Benar saja, kuil Athena langsung ramai begitu Medusa yang menjaganya. Namun, kebanyakan pengunjungnya adalah pria. Para pria tersebut lebih tertarik dengan kecantikan Medusa, bukannya datang untuk menyembah Dewi Athena. Salah satu dari sekian banyak pria yang datang itu adalah Dewa Laut, Poseidon.

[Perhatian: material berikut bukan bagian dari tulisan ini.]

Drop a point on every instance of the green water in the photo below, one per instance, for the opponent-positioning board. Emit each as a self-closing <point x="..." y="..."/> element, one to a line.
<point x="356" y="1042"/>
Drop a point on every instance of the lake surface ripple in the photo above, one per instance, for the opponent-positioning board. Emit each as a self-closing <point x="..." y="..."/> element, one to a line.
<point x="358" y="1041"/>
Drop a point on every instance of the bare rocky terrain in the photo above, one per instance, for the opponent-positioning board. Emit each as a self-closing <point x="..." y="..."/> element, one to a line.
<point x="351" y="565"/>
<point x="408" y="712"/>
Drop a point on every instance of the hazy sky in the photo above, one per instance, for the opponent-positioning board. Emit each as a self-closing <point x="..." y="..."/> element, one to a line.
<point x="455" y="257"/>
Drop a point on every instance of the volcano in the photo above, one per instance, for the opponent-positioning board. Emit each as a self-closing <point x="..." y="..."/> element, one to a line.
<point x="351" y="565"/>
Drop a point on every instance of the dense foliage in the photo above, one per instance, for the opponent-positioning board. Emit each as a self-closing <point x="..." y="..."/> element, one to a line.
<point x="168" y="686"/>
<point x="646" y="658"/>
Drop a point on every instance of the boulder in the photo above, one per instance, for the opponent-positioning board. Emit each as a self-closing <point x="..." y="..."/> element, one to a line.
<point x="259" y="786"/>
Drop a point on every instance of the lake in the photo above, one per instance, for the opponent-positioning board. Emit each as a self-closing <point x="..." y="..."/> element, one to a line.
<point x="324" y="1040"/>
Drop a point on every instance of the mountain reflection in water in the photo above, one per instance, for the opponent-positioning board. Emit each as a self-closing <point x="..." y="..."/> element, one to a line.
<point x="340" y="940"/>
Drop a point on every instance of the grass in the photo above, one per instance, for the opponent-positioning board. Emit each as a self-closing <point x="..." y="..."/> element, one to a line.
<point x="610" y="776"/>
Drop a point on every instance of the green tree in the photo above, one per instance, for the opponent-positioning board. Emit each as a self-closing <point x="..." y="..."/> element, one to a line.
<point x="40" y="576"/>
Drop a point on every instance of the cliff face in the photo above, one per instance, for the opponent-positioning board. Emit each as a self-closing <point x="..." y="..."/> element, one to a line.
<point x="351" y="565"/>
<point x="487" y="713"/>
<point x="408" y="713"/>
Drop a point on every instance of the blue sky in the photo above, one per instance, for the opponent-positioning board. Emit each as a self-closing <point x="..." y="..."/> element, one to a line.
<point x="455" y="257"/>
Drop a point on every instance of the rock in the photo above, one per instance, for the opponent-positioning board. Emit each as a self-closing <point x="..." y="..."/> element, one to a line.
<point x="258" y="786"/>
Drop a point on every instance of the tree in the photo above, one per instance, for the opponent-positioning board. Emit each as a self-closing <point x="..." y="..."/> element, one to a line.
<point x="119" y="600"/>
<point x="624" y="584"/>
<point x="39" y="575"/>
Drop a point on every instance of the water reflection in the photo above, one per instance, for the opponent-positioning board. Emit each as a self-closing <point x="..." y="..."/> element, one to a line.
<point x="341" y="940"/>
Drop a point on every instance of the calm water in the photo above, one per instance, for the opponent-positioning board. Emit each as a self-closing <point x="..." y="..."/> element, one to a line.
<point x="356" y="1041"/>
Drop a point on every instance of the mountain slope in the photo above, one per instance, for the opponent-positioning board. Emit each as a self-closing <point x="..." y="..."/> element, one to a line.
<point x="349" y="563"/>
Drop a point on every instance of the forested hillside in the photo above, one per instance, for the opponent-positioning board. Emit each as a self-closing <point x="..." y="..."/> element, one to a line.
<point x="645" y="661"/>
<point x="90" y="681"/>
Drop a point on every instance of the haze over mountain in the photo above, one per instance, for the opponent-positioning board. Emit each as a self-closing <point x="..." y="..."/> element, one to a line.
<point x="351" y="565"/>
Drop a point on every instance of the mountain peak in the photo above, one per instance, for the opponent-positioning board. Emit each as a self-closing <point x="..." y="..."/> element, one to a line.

Poseidon jatuh hati pada Medusa, namun cintanya bertepuk sebelah tangan. Medusa tidak mau berhubungan dengan Poseidon, bersumpah pada Athena tak akan 'mengotori' kuilnya. Kesal, Poseidon memperkosa Medusa dan meninggalkannya di kuil Athena. Athena, yang melihat Medusa telah dilecehkan, bukannya menolong tetapi malah mengutuk Medusa menjadi perempuan berkepala ular. Medusa dianggap gagal menjalankan tugasnya.
ADVERTISEMENT
Produk Pop Culture seperti kisah Clash of The Titans lebih banyak bercerita perihal apa yang terjadi setelah Medusa dikutuk. Tak banyak yang menyorot masa mudanya, sebelum ia didemonisasi dan tewas di tangan Perseus yang merupakan putra dari Zeus.
Suryani adalah representasi dari Medusa. Ia juga didemonisasi. Ia, yang berjasa meramaikan Teater Matahari berkat websitenya, malah dilecehkan secara publik. Dan, ketika ia sudah dilecehkan, nyaris tak ada yang mau membantunya untuk mengungkap fakta. Sur sudah dianggap cacat ketika dilecehkan dan upayanya untuk mengungkap fakta lebih dianggap sebagai beban jika bukan hal yang sia-sia.
Perumpaan Suryani = Medusa memang tidak ditampilkan secara subtle. Kisah pentas Medusa adalah salah satu plot device dari film ini. Jika penonton familiar dengan kisahnya, sejak awal sudah akan menangkap bahwa Suryani di Penyalin Cahaya adalah perwujudan dari Medusa sendiri.
ADVERTISEMENT
Dengan segala kelebihannya, Penyalin Cahaya adalah film Indonesia yang wajib ditonton. Ini adalah salah satu karya terbaik Wregas Bhanuteja. Tak hanya storytellingnya mantap, referensinya ke mitologi Yunani juga bagus. Sayangnya, sekarang momentum film ini terganggu kasus pelecehan seksual yang ironisnya dilakukan oleh penulis naskah film Penyalin Cahaya. Entah apakah pembuatan Penyalin Cahaya menjadi coping mechanism dari sang terduga.